Un ricordo dell’avvocato Felice Manfredi

La Camera Penale ha intitolato l’organismo di rappresentanza degli avvocati penalisti all’avvocato Felice Manfredi.
“L’avvocato Manfredi, che ci ha lasciati nel 2010, è stato uno dei più grandi penalisti che il foro Lametino abbia mai espresso”, ha affermato l’avvocato Renzo Andricciola, Presidente della Camera Penale di Lamezia.
Felice Manfredi nacque il 5 giugno del 1923 a San Mango d’Aquino, figlio unico di Aurelio, e di Ermida Gentile. Frequentò da convittore il Liceo Classico “Fiorentino” di Nicastro dove nel 1941, in piena guerra mondiale, ottenne la maturità classica.

Si laureò a Roma nel 1945 e cinque anni dopo, nel 1950, sposò la sua ex compagna di scuola, Ida Cianflone, di Sambiase. I suoi figli, Ermida, Aurelio, Carmela e Giuliana sono diventati tutti dei professionisti che hanno saputo onorare il prestigio del padre. La decisione degli avvocati penalisti di ricordare per sempre la figura dell’avv. Manfredi è davvero significativa nel contesto lametino dove svolgere questa professione in presenza di organizzazioni criminali ben radicate è un impegno gravoso.

Non è mia intenzione nè sarei in grado di fare un ritratto dell’avvocato per una attività protrattasi in mezzo secolo, passando per processi che hanno avuto ampio risalto sulla stampa e nella società lametina. Mi interessa soltanto apportare una testimonianza personale che possa cogliere, da piccoli dettagli, un significato per la società lametina, ormai davvero molto diversa rispetto ai tempi in cui l’avvocato ha vissuto e svolto la sua attività.

La prima volta che lo incontrai nacque subito in me la consapevolezza che stavo facendo la conoscenza di un professionista prestigioso. Eravamo nel suo studio, anch’io ero laureato in giurisprudenza  ma insegnavo. Quel giorno, uscito dallo studio, sentii di aver ricevuto una lezione importante: cosa significa essere (non fare) un professionista  a Lamezia. Le nostre famiglie si conoscevano bene perchè sua figlia Ermida era compagna di scuola e amica di mia sorella, dunque incontrandomi l’avvocato ci tenne a sottolineare questo nostro legame, ma poi subito dopo, quando affrontammo una questione professionale, il nostro rapporto si fece formale. In altri termini, già la prima volta che lo incontrai, per avere il suo parere su una questione, mi fu chiaro come l’avvocato separasse nettamente due piani che avrebbero potuto facilmente intrecciarsi. Il piano professionale da quello personale.  Il grande professionista, qualsiasi sia il settore in cui opera, è tale se non mischia i due aspetti, se lavoro e vita li mantiene separati , se distingue il pubblico dal privato, gli amici dai clienti.  L’avvocato, così come l’ingegnere, il medico e qualsiasi professionista che operano nel meridione corrono il rischio di corrompere la professionalità in una società dove ci si conosce tutti e dove tutti possono pretendere tutto. Dove, come ha ricordato Giovanni Falcone, la mafia è stata capace di stravolgere il significato finanche di un sentimento nobile come l’amicizia sino a farlo diventare sinonimo di connivenza e complicità.
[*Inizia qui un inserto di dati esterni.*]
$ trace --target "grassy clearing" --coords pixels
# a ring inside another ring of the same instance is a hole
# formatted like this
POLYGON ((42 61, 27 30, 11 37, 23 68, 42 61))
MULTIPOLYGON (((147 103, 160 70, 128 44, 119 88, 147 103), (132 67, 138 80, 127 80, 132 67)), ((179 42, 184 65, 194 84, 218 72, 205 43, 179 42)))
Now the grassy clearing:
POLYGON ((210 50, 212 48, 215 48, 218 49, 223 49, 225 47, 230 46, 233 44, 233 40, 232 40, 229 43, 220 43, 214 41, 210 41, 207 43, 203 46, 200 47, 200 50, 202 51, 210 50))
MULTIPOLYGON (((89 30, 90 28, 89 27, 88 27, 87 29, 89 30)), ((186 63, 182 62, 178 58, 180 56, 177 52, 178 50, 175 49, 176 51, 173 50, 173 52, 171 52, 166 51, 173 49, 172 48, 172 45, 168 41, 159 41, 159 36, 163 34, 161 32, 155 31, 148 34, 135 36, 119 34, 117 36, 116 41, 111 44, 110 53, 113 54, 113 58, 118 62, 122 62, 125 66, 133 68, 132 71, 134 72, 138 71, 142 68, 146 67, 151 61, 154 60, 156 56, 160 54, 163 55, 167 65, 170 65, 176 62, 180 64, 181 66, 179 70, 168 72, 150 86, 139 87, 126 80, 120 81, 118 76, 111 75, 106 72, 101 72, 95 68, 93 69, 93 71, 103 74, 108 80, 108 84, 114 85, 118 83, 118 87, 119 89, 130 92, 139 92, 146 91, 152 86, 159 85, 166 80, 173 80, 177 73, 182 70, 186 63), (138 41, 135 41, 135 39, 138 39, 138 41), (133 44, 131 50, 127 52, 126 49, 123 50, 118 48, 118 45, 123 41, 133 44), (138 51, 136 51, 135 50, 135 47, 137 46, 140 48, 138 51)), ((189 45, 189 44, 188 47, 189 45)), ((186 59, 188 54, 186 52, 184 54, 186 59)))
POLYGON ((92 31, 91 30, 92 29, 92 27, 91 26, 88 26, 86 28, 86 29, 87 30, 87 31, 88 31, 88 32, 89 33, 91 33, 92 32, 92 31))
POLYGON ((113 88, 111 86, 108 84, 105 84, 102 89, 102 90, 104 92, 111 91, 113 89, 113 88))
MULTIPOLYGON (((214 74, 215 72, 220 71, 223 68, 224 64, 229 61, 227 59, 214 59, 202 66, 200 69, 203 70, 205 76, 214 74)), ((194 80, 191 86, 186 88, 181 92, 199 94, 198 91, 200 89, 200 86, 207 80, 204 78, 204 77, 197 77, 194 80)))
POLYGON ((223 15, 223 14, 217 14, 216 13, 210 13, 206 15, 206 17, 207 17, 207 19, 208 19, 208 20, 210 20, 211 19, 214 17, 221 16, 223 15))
Ecco, l’avvocato Manfredi è stato in tutta la sua vita professionista esemplare separando lavoro ed affetti. Quando ormai pensionato si mise a scrivere per Storicittà alcuni ritratti di suoi amici o di personaggi insigni  della nostra città, questa sua qualità mi apparve ancora più chiara. Quelli che nel gergo giornalistico sono chiamati i cd “coccodrilli”, gli articoli commemorativi, mostrano una tendenza prevalente, quella di parlare di sè con la scusa di voler ricordare un defunto. L’avv. Manfredi, invece, nei suoi ritratti, intendeva essere narratore oggettivo; anche quando parlava di persone di cui era stato buon amico o che aveva conosciuto molto da vicino, la sua prosa, talvolta aulica e ricercata, era quella di un osservatore “esterno”. Un altro elemento curioso che  può confermare il suo essere persona schiva e riservata fu il non volere mai che venisse pubblicato il suo fotoritratto nell’occhiello dei suoi articoli su Storicittà.

Anche per lui dunque va ricordato l’auspicio che fece una volta la scrittrice francese Marcelle Padovani, “mai accontentarsi di appuntamenti commemorativi ben organizzati, ma a poco a poco svuotati di contenuto. Perché il vero ricordo non dovrebbe finire imbalsamato. Dovrebbe, al contrario, avere delle incidenze nella vita di ogni giorno, sociale, politica, individuale, come se oggi fosse uguale a ieri”.